On Christmas night, when all the festivities were over I settled down to read a book given to me by one of my daughters and found myself so engrossed that I read it from cover to cover in one sitting. The book was The Well Connected Gardener- the biography of Alicia Amherst by Sue Minter. Alicia Amherst is almost unknown, even in gardening circles, and yet she was as formidable in her time as Gertrude Jekyll and Ellen Willmott (with whom she was friends). In 1895, when she was only 29, she wrote The History of Gardening in Britain and became one of the great horticulturalists of the Victorian and Edwardian eras.

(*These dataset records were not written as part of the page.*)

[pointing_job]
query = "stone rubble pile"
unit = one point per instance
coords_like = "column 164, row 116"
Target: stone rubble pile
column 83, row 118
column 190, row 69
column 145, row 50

One of her greatest achievements was the restoration of the gardens at Lytchett Heath in Dorset. Nowadays we feel really intrepid if, instead of buying plants through the RHS Plantfinder on the internet, we venture out to a nursery to select them. Alicia Amherst really was intrepid and she collected a good proportion of her plants herself from the wild. This is what she wrote in 1931:
“The latest additions to the gardens are type tulips dug up be our son, Robert, in Kurdistan last June. The cypress I collected on the Mount of Olives has been standing out since 1898 and has not suffered during any hard winters. The greenhouse too has had many contributions from overseas. In 1899 my husband and I collected and delivered specimens for Kew in Southern Rhodesia and in a few weeks found no fewer than forty new species. The showy Haemanthus Cecilae has flowered well but once, and is no more, but a new variety of Gloriosa, named by Mr Baker of Kew from our dried specimen, G superba lutea, is a joy every year.”